Schedule: 2 lecture hours and 2 x 3 hr. labs per week. Some procedures will involve time outside of regularly scheduled class periods. Course description: Students will learn standard, common biological techniques that are applicable across broad areas of biological investigation. The importance of controls will be considered in each set of experiments. The objective is to equip students with a common set of expertise in experimental design and to provide hands-on experience with techniques commonly used in integrative biology studies. When to apply a given technique, as well as the advantages and limitations of each will be discussed, and demonstrated with lab work.

Topics:

• PCR and its applications, including sequencing and phylogenetic reconstruction - molecules to kingdoms
• Cloning - how to, including bacteria, transformation. Recombinant DNA molecules will be constructed and proteins expressed.
• Eukaryotic animal and plant cell culture, transfection
• Database mining and analysis
• Gene expression studies: how to design and implement. Pros and cons of the use of biological inhibitors in test systems.

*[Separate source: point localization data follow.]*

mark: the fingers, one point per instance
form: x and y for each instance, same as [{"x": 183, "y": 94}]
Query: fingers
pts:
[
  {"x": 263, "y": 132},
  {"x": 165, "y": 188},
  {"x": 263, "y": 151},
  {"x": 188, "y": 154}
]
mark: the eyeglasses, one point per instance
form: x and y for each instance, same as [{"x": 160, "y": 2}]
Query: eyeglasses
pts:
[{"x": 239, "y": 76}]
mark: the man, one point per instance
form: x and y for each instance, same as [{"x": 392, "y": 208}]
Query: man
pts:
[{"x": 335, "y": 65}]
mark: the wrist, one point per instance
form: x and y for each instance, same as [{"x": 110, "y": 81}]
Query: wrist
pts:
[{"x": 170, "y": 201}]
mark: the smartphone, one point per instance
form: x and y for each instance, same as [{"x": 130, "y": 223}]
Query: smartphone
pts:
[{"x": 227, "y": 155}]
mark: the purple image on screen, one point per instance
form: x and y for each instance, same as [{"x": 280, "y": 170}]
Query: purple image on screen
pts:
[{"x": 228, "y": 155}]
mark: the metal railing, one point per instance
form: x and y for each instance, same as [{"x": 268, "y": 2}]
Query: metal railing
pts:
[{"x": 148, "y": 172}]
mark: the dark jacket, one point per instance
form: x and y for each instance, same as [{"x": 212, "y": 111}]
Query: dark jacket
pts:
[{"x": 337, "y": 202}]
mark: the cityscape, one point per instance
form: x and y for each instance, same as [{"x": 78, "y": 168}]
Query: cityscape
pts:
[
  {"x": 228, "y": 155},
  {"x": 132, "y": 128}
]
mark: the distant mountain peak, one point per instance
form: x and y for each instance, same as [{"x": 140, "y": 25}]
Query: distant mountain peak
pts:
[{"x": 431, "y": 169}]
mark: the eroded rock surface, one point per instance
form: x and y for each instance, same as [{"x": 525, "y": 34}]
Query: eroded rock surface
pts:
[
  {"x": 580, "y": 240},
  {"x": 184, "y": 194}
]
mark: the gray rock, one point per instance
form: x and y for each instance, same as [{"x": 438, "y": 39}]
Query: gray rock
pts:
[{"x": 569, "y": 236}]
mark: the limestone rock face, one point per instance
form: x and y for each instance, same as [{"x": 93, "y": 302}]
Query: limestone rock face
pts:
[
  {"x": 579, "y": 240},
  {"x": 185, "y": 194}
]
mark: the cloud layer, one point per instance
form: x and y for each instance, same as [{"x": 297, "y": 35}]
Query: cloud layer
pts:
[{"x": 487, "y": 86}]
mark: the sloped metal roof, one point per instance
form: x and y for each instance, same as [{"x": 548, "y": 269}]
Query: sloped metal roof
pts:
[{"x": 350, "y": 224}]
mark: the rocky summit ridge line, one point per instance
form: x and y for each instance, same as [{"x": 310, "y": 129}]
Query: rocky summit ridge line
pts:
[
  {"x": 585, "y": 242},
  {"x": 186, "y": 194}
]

• Microscopy, including light, fluorescence, and electron microscopy techniques as well as digital microphotography
• Applications of image analysis in integrated bioscience
• Flow-cytometry and real-time automated sample processing
• Spectroscopy applications and enzyme assays, allozymes and ELISA
• Labeling biological molecules and organisms
• Quantitative genetics and quantitative trait loci (QTL) analyses
• Sampling issues across systems and multivariate analyses
• Radio-labeling biological and nonbiological molecules
• Peptide/DNA synthesis
• Equilibrium constants: metal binding, substrate binding, etc.
• Protein structure: Circular dichroism (CD) will be used to determine secondary structure content of proteins and to follow denaturation.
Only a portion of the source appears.